# Table Top Finish- Polycrylic and Polyurethane



## ErikF (Apr 3, 2012)

I'm working on a 42" round table right now and have a few questions about finishing the dining surface. Polycrylic has been my go to for most furniture pieces but none of the furniture I have built was intended to have cups of liquid resting on the surface.

What I have: 1 can of Varathane water based polyurethane and 1 can of polycryclic.

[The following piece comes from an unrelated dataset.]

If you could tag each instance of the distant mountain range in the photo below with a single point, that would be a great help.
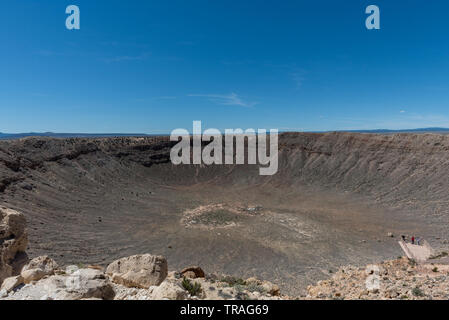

Since they finishes are both water based can I pt down a base with the polycryclic and finish it off with some top coats of the polyurethane? I want the look the polycrylic gives the wood and the protection of the polyurethane.

Thanks


----------



## BillWhite (Jul 23, 2007)

Aren't both polyurethane? Polycrylic is a water based poly finish. Why not just use the water based only?
Bill


----------



## ErikF (Apr 3, 2012)

I am really not sure to tell you the truth. I have read that polycrylic doesn't handle spills very well and that it easily spots. Anyone know if this is accurate?


----------



## CplSteel (Jun 22, 2012)

Short answer is that, in my experience the water based poly is fine.

I almost always use water based paints and finishes. I have a HVLP sprayer and keeping everything water soluable makes my life easier. So when I built an aquarium stand, I painted it with a latex paint and I sealed it with a couple coats of Polycrylic. It has been in existence for a year now, getting salt water drops on it every day and once a week it gets a bit of splashing on it when I do my weekly maintenance. Absolutely no problems with the water contact.


----------